VeriCite: Towards Reliable Citations in Retrieval-Augmented Generation via Rigorous Verification
Haosheng Qian, Yixing Fan, Jiafeng Guo, Ruqing Zhang, Qi Chen, Dawei Yin, Xueqi Cheng
TL;DR
VeriCite addresses the hallucination problem in Retrieval-Augmented Generation by introducing a three-stage framework that rigorously verifies evidence and pre-attributes citations. The pipeline comprises initial answer generation with NLI-based verification, targeted evidence selection with cross-passage entailment checks, and final answer refinement that synthesizes verified statements with grounded citations. Across five open-source LLMs and four datasets, VeriCite consistently improves citation quality while maintaining competitive answer accuracy, though performance on non-fact-based questions and certain multi-hop tasks varies by model.
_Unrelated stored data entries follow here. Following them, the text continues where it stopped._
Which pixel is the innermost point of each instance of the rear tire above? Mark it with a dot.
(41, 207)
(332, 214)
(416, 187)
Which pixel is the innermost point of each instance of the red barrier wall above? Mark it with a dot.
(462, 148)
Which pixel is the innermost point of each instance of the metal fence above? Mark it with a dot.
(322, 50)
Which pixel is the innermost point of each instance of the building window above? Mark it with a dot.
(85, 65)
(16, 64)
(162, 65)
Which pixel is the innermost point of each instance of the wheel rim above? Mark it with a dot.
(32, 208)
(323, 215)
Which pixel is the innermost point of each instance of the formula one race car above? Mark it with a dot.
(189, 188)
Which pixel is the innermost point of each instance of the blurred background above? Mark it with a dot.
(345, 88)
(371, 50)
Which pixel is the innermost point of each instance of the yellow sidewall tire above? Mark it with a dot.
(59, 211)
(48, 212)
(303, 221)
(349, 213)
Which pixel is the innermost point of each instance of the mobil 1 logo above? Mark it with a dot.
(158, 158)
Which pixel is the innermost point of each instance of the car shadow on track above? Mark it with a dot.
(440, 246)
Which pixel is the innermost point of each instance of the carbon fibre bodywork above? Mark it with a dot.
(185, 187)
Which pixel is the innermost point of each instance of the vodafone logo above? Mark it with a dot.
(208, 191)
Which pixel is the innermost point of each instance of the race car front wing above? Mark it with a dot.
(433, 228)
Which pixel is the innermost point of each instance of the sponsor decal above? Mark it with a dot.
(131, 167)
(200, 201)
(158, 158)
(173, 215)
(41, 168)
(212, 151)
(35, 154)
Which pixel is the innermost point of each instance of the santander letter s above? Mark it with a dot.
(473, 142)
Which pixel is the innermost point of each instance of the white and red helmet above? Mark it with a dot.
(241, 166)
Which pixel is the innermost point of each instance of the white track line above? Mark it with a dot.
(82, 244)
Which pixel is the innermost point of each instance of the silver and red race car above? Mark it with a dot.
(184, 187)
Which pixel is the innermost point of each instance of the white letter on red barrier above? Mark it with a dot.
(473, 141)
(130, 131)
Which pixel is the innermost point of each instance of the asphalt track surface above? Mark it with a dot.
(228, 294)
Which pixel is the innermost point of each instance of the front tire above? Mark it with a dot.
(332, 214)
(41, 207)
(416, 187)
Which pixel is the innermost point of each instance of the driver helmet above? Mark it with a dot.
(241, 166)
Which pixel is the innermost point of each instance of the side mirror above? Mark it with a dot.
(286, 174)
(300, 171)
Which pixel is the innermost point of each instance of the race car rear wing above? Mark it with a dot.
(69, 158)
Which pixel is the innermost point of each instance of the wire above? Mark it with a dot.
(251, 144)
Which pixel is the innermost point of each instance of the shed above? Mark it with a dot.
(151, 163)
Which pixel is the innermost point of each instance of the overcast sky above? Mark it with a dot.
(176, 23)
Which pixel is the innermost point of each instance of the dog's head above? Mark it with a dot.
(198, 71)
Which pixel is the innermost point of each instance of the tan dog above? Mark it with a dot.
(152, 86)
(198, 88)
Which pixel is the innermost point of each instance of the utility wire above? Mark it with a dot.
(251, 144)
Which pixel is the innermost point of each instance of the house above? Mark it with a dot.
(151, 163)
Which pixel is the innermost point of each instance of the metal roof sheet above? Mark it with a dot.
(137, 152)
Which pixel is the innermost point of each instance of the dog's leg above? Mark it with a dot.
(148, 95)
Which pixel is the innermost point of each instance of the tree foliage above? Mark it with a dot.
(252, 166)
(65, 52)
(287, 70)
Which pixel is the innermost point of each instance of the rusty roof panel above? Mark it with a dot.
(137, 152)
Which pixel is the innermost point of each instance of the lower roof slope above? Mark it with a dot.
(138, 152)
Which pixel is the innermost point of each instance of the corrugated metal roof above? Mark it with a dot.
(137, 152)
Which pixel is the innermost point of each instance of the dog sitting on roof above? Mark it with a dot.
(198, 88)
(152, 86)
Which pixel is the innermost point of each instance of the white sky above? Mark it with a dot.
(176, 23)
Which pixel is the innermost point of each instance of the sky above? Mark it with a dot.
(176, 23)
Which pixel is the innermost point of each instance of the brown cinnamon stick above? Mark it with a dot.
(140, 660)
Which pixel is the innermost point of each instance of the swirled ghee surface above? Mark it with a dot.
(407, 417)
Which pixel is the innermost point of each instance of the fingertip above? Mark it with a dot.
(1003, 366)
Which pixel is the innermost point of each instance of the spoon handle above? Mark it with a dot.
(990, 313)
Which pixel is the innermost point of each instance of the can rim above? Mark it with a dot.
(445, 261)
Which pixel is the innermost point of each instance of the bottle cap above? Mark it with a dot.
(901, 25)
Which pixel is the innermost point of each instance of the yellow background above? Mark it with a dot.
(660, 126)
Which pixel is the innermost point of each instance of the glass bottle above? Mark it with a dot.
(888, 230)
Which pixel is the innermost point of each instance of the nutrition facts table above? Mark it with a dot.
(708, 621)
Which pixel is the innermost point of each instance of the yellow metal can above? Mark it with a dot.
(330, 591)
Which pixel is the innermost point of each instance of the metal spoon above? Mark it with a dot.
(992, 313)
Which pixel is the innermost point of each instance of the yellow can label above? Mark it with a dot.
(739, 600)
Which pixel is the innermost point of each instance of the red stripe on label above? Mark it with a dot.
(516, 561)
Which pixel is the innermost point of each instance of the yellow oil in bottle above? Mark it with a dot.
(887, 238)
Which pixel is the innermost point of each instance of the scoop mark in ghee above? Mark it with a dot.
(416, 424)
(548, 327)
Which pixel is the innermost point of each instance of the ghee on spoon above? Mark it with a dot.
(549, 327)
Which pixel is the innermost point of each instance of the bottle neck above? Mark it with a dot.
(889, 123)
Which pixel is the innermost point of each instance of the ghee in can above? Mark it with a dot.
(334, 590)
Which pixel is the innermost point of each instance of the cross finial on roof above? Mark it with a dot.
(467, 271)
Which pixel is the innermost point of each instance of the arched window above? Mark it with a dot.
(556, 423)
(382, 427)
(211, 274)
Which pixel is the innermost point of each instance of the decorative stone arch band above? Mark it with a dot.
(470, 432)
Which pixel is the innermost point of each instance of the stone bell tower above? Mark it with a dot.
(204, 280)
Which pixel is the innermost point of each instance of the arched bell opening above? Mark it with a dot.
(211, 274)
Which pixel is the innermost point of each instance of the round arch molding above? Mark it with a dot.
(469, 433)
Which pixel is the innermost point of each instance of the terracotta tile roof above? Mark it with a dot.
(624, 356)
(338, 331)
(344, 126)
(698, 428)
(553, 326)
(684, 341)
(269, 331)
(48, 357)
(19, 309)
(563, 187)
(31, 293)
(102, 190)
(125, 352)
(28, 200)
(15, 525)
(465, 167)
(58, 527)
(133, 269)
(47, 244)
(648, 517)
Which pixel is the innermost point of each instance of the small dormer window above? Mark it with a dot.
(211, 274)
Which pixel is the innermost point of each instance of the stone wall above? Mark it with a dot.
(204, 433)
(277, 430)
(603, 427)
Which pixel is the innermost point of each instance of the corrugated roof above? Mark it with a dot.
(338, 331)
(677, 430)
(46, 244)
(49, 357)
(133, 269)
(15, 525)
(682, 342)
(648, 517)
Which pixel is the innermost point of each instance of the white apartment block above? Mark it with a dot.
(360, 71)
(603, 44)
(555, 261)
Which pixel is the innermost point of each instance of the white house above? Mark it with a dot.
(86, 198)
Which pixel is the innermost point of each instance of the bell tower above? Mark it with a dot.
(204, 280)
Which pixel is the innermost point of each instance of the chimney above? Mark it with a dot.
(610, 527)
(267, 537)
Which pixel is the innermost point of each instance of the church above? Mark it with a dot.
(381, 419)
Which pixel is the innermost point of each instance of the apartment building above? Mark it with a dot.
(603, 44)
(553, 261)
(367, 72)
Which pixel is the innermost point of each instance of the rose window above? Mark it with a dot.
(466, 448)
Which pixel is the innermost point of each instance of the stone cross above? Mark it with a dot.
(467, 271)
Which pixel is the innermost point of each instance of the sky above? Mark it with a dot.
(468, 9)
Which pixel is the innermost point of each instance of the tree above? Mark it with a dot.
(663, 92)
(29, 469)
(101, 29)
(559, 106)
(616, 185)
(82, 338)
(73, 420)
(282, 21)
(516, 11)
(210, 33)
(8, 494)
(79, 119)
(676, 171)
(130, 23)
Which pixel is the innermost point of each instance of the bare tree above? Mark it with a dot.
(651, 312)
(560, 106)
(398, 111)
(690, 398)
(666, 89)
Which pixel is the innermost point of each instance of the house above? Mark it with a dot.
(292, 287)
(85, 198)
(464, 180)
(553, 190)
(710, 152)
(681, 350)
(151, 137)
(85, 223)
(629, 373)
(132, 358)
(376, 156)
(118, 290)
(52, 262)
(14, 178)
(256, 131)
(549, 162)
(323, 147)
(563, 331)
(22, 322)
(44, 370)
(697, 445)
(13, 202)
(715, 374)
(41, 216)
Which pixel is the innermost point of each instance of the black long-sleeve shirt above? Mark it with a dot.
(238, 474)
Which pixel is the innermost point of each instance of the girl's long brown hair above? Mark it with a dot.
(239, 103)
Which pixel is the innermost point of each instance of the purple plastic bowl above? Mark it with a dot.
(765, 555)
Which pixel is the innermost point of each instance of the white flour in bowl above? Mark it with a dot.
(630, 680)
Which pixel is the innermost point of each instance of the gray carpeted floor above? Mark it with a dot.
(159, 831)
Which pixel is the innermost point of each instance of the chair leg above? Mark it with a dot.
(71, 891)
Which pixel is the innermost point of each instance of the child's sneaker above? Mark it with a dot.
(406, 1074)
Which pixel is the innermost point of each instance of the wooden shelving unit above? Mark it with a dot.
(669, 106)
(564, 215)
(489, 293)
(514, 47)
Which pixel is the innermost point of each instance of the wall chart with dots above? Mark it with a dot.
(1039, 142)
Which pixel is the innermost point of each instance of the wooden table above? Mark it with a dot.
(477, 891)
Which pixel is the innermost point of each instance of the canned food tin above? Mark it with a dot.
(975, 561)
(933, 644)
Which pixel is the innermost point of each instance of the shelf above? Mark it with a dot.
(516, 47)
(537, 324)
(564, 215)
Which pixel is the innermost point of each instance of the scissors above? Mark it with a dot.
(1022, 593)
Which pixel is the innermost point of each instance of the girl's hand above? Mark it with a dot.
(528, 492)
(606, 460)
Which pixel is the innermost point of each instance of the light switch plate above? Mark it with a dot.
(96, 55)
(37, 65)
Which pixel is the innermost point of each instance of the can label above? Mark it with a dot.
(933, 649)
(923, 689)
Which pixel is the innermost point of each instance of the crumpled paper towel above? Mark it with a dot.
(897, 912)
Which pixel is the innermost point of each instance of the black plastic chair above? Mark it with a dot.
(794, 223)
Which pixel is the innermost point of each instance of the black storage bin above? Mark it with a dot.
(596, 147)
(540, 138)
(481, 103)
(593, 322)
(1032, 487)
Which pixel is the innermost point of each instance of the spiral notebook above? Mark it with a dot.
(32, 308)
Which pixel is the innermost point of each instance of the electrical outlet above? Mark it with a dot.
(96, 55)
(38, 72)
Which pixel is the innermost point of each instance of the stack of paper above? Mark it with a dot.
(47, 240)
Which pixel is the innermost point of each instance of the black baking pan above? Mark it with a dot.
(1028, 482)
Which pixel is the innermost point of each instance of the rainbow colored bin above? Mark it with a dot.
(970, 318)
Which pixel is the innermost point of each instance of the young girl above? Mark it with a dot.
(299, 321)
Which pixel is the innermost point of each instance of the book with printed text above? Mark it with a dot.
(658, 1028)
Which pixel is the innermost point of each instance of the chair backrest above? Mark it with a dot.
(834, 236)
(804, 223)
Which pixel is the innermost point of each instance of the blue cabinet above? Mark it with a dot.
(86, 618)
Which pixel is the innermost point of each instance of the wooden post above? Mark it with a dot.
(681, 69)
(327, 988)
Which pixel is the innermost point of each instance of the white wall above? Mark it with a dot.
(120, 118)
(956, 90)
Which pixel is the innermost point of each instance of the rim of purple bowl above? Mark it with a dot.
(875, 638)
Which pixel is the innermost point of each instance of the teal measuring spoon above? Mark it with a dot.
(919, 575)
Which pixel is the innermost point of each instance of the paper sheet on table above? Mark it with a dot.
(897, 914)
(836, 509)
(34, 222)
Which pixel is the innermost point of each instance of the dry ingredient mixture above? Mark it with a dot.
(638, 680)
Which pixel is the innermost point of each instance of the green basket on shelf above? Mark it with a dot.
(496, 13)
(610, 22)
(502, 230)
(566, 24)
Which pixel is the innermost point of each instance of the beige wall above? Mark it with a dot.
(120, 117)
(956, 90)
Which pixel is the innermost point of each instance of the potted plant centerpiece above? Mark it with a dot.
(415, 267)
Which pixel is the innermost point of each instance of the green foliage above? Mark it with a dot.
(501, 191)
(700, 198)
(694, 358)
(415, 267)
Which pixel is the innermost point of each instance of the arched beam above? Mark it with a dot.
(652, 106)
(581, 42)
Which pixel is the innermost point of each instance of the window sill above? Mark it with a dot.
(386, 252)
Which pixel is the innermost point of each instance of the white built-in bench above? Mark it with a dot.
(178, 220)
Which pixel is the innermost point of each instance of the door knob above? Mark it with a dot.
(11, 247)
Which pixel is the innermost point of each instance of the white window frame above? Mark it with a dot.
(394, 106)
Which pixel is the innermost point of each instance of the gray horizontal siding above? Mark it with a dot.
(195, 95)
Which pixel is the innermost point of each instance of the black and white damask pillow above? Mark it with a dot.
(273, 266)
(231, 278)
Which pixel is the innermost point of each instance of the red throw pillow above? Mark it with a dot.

The work highlights the importance of a dedicated NLI verifier for reliable attribution and provides ablation evidence supporting the contribution of each component.
Abstract
Retrieval-Augmented Generation (RAG) has emerged as a crucial approach for enhancing the responses of large language models (LLMs) with external knowledge sources. Despite the impressive performance in complex question-answering tasks, RAG still struggles with hallucinations. Attributing RAG-generated content through in-line citations has demonstrated potential in reducing hallucinations and facilitating human verification. Existing citation generation methods primarily rely on either fine-tuning the generator or employing post-processing approaches for citation matching. However, the former approach demands substantial annotated data and computational resources, while the latter often encounters difficulties in managing multiple citations and frequently produces suboptimal results. In this paper, we introduce a novel framework, called VeriCite, designed to rigorously validate supporting evidence and enhance answer attribution. Specifically, VeriCite breaks down into a three-stage generation: 1) The initial answer generation first generates a response based on all available contexts and has its claims verified through the NLI model; 2) the supporting evidence selection assesses the utility of each document and extracts useful supporting evidences; 3) the final answer refinement integrates the initial response and collected evidences to produce the final, refined answer.We conduct experiments across five open-source LLMs and four datasets, demonstrating that VeriCite can significantly improve citation quality while maintaining the correctness of the answers.